Acting SEC chairman Michael Piwowar had strong words about the Department of Labor’s fiduciary rule at the Investment Adviser Association Compliance Conference on Thursday.

“I have a very nuanced view of the DOL fiduciary duty rule. I think it is a terrible, horrible, no good, very bad rule,” said Piwowar. “For me that rule was never ever about investor protection. To me, that rule, it was about one thing and it was about enabling trial lawyers to increase profits.”

According to the DOL fiduciary rule, all who provide retirement investment advice to plans, plan fiduciaries and IRAs are required to abide by a more rigorous “fiduciary” standard.

His blasting of the regulation comes just days after the Department of Labor proposed a 60-day delay of the rule’s original implementation date of April 10th.

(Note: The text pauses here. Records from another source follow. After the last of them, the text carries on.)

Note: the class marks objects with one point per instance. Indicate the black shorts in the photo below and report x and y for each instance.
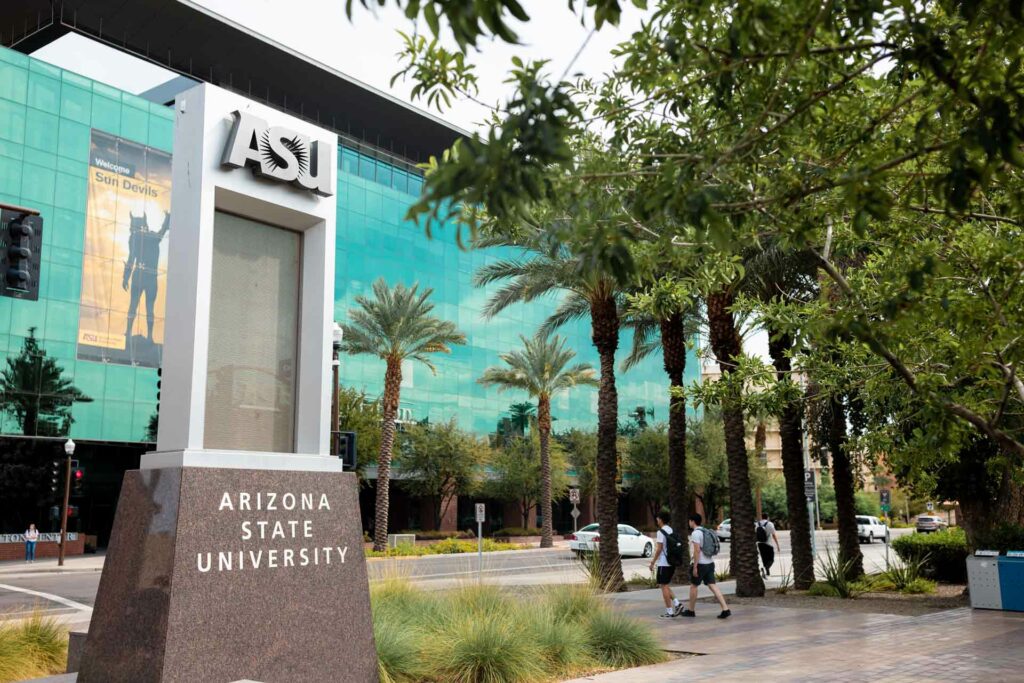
(706, 574)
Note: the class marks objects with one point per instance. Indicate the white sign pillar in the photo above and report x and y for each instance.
(207, 180)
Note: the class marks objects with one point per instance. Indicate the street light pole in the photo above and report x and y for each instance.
(335, 397)
(69, 451)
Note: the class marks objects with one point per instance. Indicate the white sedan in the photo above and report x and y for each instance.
(869, 528)
(631, 542)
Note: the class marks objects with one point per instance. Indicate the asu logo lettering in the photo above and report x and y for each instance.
(281, 154)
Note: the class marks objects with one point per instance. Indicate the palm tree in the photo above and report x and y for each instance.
(726, 343)
(520, 416)
(775, 273)
(672, 313)
(542, 370)
(545, 266)
(395, 325)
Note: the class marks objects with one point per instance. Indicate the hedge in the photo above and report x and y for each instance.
(946, 553)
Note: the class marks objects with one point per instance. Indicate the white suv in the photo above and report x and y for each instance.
(869, 528)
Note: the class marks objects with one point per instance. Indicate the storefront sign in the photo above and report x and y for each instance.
(280, 154)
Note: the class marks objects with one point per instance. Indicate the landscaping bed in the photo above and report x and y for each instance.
(946, 596)
(479, 633)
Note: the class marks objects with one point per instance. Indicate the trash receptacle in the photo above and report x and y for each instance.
(983, 581)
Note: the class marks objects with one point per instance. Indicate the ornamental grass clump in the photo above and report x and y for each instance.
(479, 634)
(32, 648)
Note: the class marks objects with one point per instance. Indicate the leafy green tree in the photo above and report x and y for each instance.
(440, 462)
(647, 467)
(35, 393)
(516, 473)
(542, 370)
(395, 325)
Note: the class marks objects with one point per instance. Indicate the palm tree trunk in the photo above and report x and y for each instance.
(674, 356)
(846, 506)
(544, 429)
(604, 323)
(392, 388)
(792, 432)
(742, 553)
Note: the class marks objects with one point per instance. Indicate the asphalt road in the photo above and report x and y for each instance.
(528, 567)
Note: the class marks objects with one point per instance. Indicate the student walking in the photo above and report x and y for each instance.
(705, 547)
(668, 555)
(31, 536)
(765, 531)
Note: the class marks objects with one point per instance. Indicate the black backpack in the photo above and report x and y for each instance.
(673, 548)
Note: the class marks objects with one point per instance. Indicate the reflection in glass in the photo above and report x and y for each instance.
(254, 316)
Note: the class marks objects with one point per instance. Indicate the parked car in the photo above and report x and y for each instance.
(929, 523)
(631, 542)
(869, 528)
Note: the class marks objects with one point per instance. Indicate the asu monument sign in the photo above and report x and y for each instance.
(237, 551)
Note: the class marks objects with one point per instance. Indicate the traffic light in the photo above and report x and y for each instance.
(20, 243)
(77, 479)
(55, 476)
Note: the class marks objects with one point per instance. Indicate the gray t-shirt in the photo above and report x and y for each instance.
(769, 528)
(697, 538)
(663, 538)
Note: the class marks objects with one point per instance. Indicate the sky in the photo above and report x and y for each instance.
(365, 47)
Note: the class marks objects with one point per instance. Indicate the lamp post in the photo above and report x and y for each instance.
(335, 408)
(69, 451)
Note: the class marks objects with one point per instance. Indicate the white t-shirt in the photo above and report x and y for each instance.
(663, 538)
(697, 538)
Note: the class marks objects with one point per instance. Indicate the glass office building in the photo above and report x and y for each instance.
(82, 360)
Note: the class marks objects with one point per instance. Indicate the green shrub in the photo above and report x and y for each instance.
(619, 641)
(32, 648)
(946, 552)
(904, 572)
(919, 586)
(819, 589)
(436, 535)
(837, 570)
(513, 531)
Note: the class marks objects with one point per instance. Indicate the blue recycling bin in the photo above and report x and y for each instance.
(1012, 583)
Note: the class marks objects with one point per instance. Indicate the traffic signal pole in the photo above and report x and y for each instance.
(64, 513)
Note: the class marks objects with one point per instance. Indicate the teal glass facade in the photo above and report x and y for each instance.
(46, 118)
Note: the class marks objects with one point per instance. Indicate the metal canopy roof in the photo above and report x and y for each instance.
(195, 42)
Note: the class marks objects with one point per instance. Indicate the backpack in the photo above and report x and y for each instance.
(673, 548)
(709, 542)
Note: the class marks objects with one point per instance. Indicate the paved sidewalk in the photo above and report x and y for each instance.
(787, 644)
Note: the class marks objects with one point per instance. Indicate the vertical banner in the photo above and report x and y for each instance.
(124, 267)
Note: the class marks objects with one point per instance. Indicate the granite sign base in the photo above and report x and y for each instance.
(224, 574)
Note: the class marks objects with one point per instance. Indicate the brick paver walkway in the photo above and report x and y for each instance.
(796, 644)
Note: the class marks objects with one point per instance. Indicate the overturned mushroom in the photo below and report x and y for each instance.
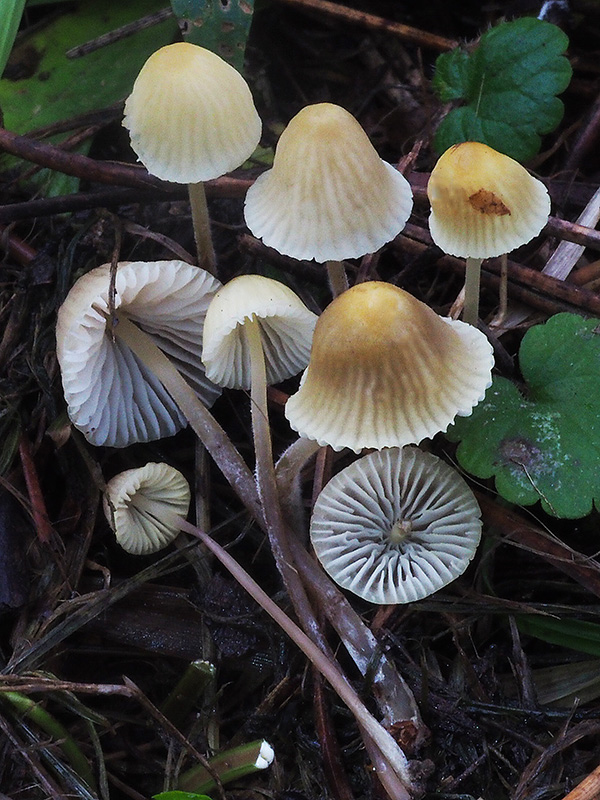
(113, 397)
(396, 526)
(143, 506)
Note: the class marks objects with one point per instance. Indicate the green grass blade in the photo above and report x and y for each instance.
(10, 17)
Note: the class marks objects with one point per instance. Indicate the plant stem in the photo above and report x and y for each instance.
(187, 691)
(338, 280)
(229, 766)
(329, 669)
(30, 709)
(201, 223)
(267, 485)
(472, 278)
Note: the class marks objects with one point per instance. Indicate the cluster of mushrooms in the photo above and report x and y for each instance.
(147, 350)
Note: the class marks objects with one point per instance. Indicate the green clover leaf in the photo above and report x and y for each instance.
(509, 84)
(543, 444)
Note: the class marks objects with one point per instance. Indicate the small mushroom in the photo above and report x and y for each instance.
(284, 324)
(385, 370)
(395, 526)
(142, 507)
(113, 397)
(191, 118)
(328, 196)
(258, 331)
(483, 204)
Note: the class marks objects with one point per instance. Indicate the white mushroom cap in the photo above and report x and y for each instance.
(328, 196)
(286, 328)
(385, 370)
(142, 504)
(483, 203)
(112, 398)
(190, 115)
(396, 526)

The proposed delay would allow the agency to conduct a review of the rule as ordered by President Trump in a presidential memorandum issued in early February.

Opponents of the regulation share Piwowar’s view that the fiduciary rule will leave advisors vulnerable to expensive class action lawsuits on behalf of disgruntled investors, as well as the belief that the rule will result in added compliance expenses that will likely eliminate affordable investment advice for many low- and middle-income savers.

Those in favor believe the rule is necessary to protect retirement savers from conflicted investment advice given by advisors that receive high commissions for the products they recommend.